—En lo que a Bill Shepard respecta lo eres —aclara, y dejo de caminar para arquear una ceja en su dirección.

—No soy un mal tipo, creo. —Me encojo de hombros, intentando defenderme.

—Ojalá se tratara de buenos o malos tipos —lo dice de forma ligera, pero reconozco el peso que acarrean las palabras—. Adam también es bueno, pero eso nunca impidió que intentara alejarlo de mí cuando era niña. —El primo del locutor, recuerdo. Me agrada que Zoe tenga un amigo como él, parece mucho más cuerdo de lo que lo están los amigos que ha hecho aquí—. Creo que todo se intensificó cuando mamá murió. Bill, sea mujer u hombre, bueno o malo, trató de mantener a todos aquellos que no fueran parte de la familia lejos de mí. —Su voz se torna más suave, y mis zapatos hacen crujir la madera en cuanto camino hasta el borde de la cama, sentándome y enfrentándola—. Nunca me dijo por qué, pero no hizo falta. Sabía que él no quería que me miraran con lástima, que le asustaba que cualquier palabra que fueran a decirme terminara por hacerme desmoronar. Cuando fueron pasando los meses, a pesar de que a primera vista pareciera ilógico, su costumbre se reforzó. Temía que cualquiera entrara a mi vida y removiera algo en mí, incluido el pasado, y, sobre todo, que perturbara la paz que  parecía haber encontrado tras lo de
mamá.

—No creo que se lo hayas puesto muy fácil —deduzco.

Desearía ver su rostro dibujado en papel, porque podría borrar la tristeza de sus ojos y dibujar algo más propio de ella en su lugar: alegría, asombro, su tan característico entusiasmo...

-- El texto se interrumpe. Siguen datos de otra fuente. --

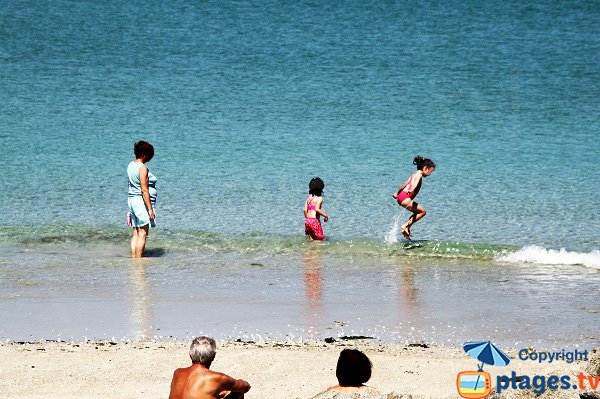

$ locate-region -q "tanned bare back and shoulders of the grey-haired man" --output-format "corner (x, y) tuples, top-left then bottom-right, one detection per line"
(169, 363), (250, 399)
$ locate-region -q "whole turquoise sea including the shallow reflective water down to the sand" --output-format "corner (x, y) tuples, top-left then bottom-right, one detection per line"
(0, 0), (600, 347)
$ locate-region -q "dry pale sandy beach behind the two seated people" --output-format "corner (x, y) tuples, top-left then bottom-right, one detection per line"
(0, 341), (589, 399)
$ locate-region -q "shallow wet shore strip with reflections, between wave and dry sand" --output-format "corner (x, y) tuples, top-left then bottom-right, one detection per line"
(0, 242), (599, 350)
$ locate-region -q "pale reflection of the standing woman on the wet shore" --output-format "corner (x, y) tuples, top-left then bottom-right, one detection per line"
(129, 259), (153, 338)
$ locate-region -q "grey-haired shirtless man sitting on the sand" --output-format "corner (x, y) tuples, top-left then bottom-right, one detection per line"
(169, 337), (250, 399)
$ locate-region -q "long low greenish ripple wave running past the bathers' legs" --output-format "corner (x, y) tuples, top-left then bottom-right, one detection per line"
(0, 223), (519, 260)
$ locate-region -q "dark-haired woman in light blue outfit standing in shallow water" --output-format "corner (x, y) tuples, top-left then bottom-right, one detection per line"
(127, 141), (156, 258)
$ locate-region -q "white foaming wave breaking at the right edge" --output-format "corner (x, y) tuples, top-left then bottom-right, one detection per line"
(496, 245), (600, 269)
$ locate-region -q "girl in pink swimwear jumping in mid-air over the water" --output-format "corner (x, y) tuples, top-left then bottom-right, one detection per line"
(392, 155), (435, 240)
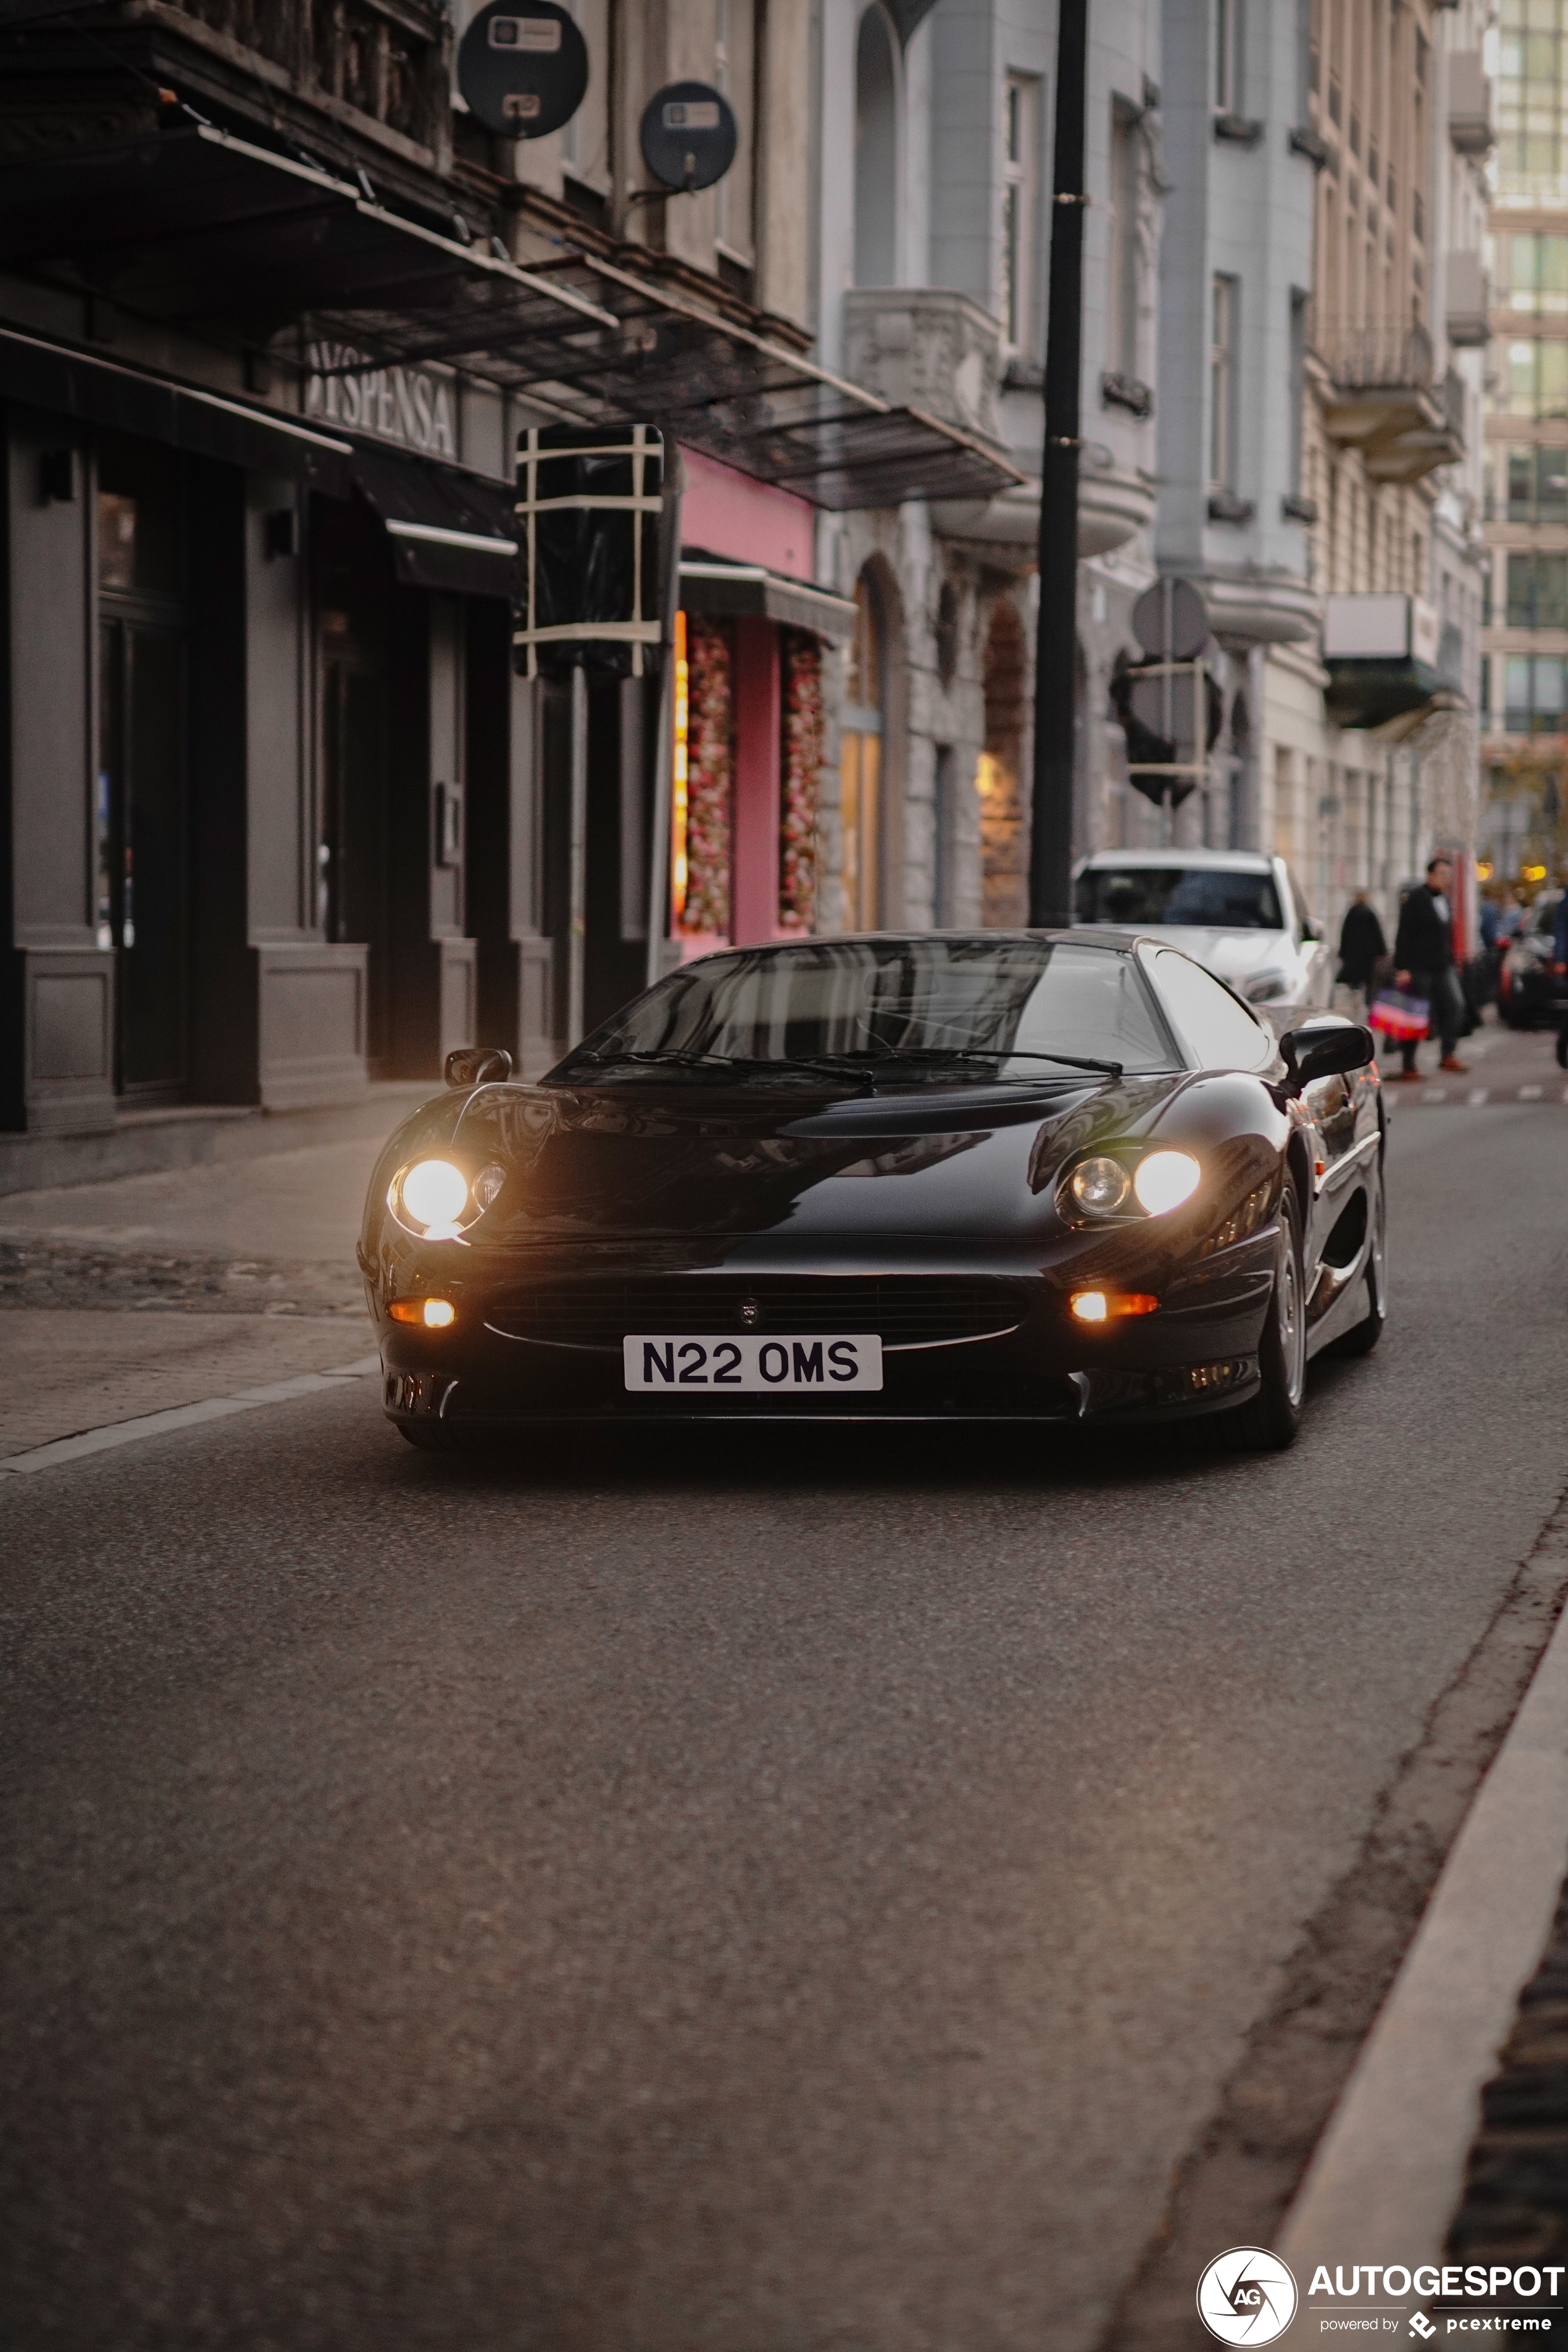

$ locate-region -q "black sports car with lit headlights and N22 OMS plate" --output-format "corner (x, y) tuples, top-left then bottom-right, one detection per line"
(360, 929), (1385, 1446)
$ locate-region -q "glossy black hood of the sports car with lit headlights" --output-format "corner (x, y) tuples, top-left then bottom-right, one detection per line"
(380, 1072), (1203, 1249)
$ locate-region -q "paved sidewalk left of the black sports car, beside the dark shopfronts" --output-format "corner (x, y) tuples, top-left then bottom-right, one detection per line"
(0, 1089), (423, 1461)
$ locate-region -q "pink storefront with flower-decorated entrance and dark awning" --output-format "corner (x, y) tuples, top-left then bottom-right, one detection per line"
(670, 449), (856, 957)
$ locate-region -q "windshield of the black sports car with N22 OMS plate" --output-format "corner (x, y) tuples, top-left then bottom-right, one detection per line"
(550, 936), (1178, 1086)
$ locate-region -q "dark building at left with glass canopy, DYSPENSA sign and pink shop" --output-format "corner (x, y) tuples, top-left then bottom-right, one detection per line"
(0, 0), (1013, 1133)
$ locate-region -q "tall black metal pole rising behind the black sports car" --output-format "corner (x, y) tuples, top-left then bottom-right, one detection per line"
(1030, 0), (1088, 927)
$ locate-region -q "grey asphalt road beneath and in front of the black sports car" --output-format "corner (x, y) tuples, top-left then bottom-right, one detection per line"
(0, 1103), (1568, 2352)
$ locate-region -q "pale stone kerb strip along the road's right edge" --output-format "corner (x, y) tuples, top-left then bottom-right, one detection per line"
(1274, 1524), (1568, 2277)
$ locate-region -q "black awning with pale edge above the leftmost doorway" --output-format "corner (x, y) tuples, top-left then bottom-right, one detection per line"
(0, 329), (352, 499)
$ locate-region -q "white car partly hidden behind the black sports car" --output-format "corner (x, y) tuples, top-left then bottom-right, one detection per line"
(1074, 849), (1335, 1028)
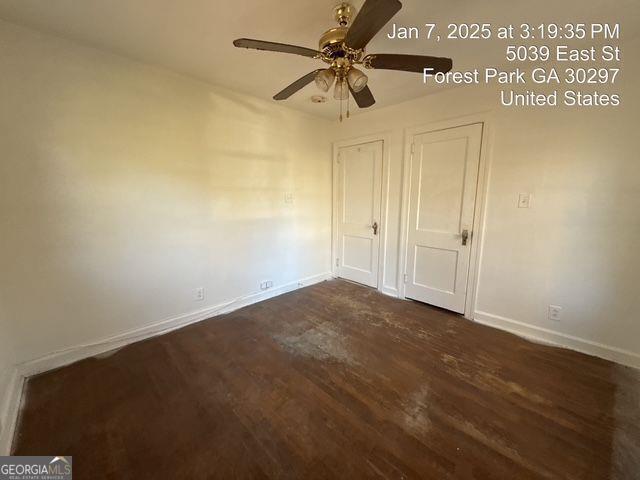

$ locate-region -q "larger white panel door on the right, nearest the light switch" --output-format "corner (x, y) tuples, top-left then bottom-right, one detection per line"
(405, 124), (482, 313)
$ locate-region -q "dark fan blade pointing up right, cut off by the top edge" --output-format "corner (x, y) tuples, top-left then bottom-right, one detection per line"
(344, 0), (402, 50)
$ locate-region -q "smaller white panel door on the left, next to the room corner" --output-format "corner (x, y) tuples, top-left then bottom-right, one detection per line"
(336, 141), (383, 287)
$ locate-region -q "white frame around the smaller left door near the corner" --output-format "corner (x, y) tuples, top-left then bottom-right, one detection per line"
(331, 132), (396, 296)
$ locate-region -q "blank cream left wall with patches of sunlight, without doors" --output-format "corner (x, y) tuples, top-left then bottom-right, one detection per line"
(0, 18), (331, 362)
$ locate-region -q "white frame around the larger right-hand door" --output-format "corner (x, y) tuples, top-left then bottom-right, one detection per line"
(398, 110), (494, 320)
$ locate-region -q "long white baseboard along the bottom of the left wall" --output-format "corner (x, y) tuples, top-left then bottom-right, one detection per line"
(18, 273), (331, 377)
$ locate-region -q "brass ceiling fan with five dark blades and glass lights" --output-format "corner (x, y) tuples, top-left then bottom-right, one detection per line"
(233, 0), (453, 121)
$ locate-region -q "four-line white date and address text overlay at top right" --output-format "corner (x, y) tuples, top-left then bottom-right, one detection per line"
(387, 23), (622, 107)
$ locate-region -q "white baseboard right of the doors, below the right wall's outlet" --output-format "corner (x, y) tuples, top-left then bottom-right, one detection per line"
(474, 311), (640, 368)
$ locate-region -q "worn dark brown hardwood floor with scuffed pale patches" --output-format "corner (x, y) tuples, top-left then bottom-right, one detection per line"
(14, 280), (640, 480)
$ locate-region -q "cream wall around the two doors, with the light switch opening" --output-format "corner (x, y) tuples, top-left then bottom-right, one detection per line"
(333, 42), (640, 366)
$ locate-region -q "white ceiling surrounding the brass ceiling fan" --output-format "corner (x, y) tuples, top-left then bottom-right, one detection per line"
(0, 0), (640, 118)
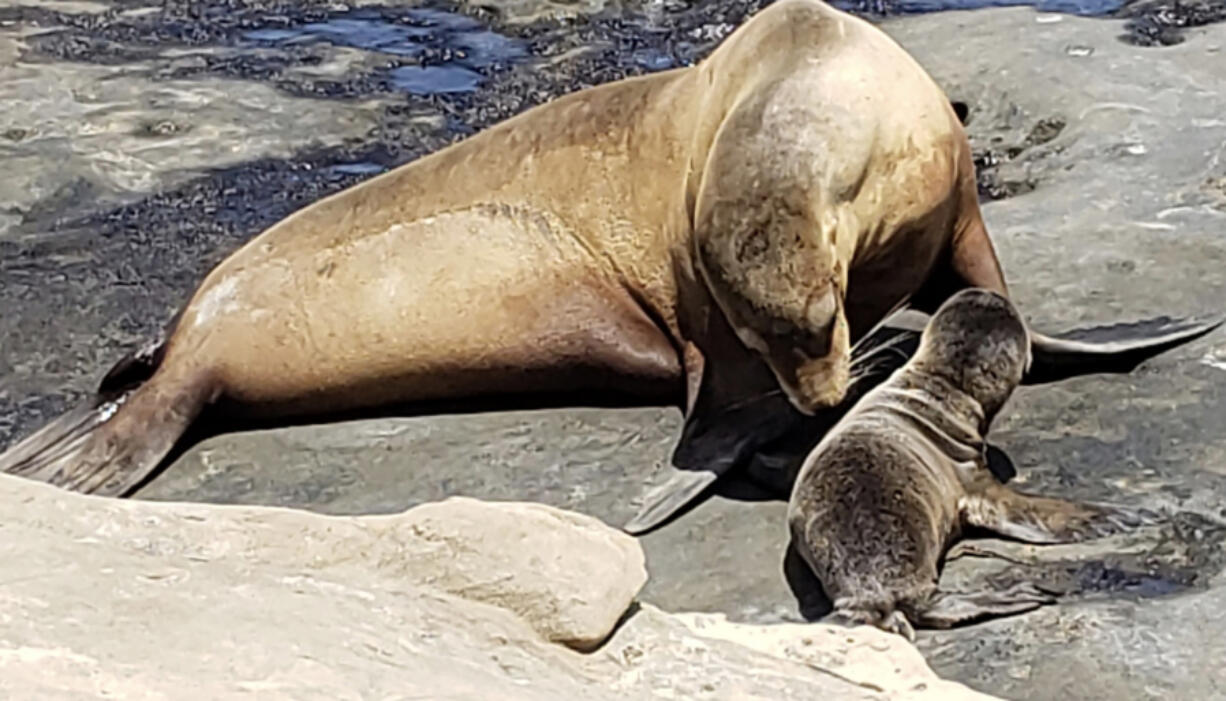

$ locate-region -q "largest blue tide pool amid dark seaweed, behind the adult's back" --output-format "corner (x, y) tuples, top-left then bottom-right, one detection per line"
(242, 7), (527, 96)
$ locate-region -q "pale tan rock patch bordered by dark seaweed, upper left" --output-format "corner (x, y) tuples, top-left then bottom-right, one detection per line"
(0, 31), (376, 241)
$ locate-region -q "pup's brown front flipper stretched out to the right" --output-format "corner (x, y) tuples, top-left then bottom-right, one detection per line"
(960, 484), (1157, 544)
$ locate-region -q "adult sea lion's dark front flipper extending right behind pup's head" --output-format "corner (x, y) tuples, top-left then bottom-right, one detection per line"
(1022, 317), (1226, 385)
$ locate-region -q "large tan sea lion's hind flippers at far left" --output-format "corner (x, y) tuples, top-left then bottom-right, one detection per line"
(0, 340), (208, 496)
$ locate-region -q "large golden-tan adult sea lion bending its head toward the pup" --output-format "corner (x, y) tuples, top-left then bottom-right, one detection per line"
(0, 0), (1204, 514)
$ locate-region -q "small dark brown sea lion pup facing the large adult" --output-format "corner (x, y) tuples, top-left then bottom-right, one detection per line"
(787, 289), (1148, 638)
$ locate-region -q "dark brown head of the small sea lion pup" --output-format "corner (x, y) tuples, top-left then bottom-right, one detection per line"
(915, 288), (1030, 417)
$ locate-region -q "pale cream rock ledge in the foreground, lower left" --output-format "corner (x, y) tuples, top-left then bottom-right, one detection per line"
(0, 476), (989, 700)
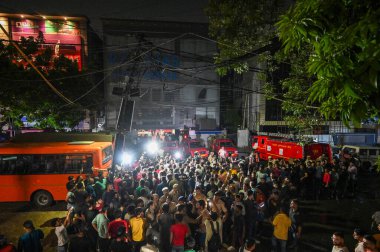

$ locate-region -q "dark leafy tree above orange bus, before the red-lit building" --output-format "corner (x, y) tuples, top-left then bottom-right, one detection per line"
(0, 34), (102, 129)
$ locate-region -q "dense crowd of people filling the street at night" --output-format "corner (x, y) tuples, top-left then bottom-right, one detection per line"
(0, 148), (377, 252)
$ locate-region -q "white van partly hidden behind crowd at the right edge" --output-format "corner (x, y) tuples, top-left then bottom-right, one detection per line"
(342, 145), (380, 169)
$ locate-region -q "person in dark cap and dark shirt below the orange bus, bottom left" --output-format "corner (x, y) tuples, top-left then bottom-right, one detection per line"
(17, 220), (44, 252)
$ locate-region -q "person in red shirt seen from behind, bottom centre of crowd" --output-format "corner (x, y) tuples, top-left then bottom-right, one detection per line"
(170, 213), (190, 252)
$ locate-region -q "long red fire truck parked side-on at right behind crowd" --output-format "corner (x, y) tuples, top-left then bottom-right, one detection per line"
(252, 136), (332, 162)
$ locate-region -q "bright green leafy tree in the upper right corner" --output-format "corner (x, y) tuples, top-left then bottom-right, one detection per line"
(277, 0), (380, 124)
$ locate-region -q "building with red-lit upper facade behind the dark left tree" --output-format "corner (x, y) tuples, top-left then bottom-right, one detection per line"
(0, 11), (103, 131)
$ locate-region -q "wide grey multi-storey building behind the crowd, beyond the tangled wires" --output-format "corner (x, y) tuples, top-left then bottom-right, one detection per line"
(102, 18), (219, 129)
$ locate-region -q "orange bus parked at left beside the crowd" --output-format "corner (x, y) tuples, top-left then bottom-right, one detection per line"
(0, 141), (113, 207)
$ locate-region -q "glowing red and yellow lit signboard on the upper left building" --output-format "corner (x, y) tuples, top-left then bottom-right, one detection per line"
(11, 18), (82, 70)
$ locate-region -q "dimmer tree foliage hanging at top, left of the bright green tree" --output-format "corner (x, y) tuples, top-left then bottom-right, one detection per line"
(206, 0), (283, 75)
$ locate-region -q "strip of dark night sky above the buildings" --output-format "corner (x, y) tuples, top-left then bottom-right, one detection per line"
(0, 0), (208, 32)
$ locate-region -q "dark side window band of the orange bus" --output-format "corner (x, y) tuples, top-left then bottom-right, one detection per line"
(0, 154), (93, 175)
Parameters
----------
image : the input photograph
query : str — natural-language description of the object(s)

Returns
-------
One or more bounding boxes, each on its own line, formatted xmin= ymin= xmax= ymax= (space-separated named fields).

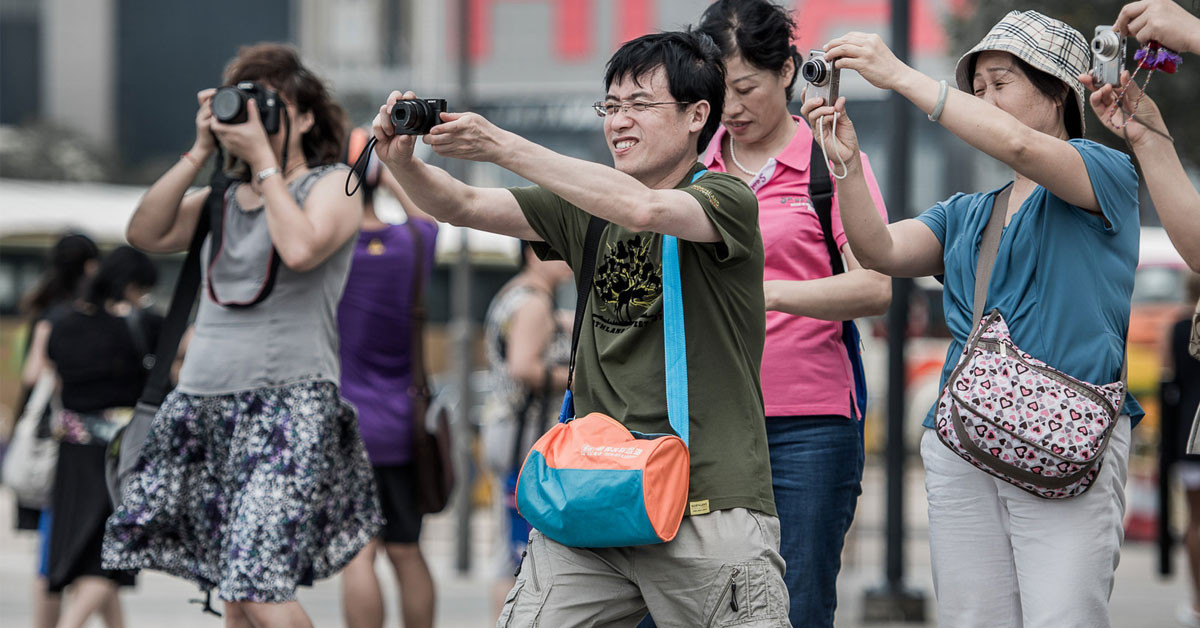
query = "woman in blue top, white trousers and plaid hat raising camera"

—Con decirte que me mudé aquí contra sus deseos es más que suficiente. —Sonríe, pero dicha sonrisa no alcanza sus ojos—. No iba a perder la posibilidad de conocer a personas tan... tan peculiares y especiales por miedo a que me hicieran remover viejos recuerdos, como estás haciendo justo ahora. —Señala con cierta gracia—. Y sé que dirás que no tengo que hablar de mi madre si no quiero, pero...

—...Te hace bien hacerlo —completo—. Nos prohibimos hablar en voz alta de muchas cosas, pero a veces darle sonido a los pensamientos resulta mejor que mantenerlos bajo llave. —Pienso en lo disfuncional que se volvió mi familia cuando mi padre falleció—. Hablar contigo sobre lo que no hablo con nadie se siente malditamente bien. —Una risa escapa de sus labios por la maldición—. Perdón por la expresión, pero no encontré mejor forma de describirlo.

—Hablar contigo también se siente... frijolamente bien.

Nunca había oído un sinónimo de maldición como ese.

No puedo evitar reírme, y hacerlo se siente tan raro como grato. Me da gracia su dulzura y torpeza, su educación al hablar. Así que río, me río porque, por primera vez en mucho tiempo, la risa nace desde el fondo de mi garganta y es tan auténtica como inesperada. Hace retumbar mis órganos, vibrar mi corazón. No recuerdo cuándo fue la última vez que alguien me hizo reír.

Poco a poco dejo de hacerlo, y ese sentimiento de satisfacción tras la hilaridad se queda adherido a mi pecho, aferrándose a él y recordándome que debería reír más seguido.

Ella me mira en silencio, con los labios ligeramente separados. Una mezcla de estupefacción y admiración decoran esas suaves facciones que he dibujado y pintado en decenas y decenas de maneras y colores.

—No te detengas —pide decepcionada y ciertamente desesperada, o eso se puede notar por la forma en que las palabras salen demasiado rápido una tras la otra y por la manera en que frunce el ceño—. Eso fue tan... —Sacude la cabeza, comenzando a sonreír—. Sólo sigue haciéndolo.

—No puedas obligarme a reír, Zoe —digo llevando incoscientemente mi mano a mi pecho. La sensación sigue allí, y cuesta explicar lo mucho que puedes extrañar algo que podrías hacer todos los días pero que, ya sea por olvido o las circunstancias, no te permites hacer.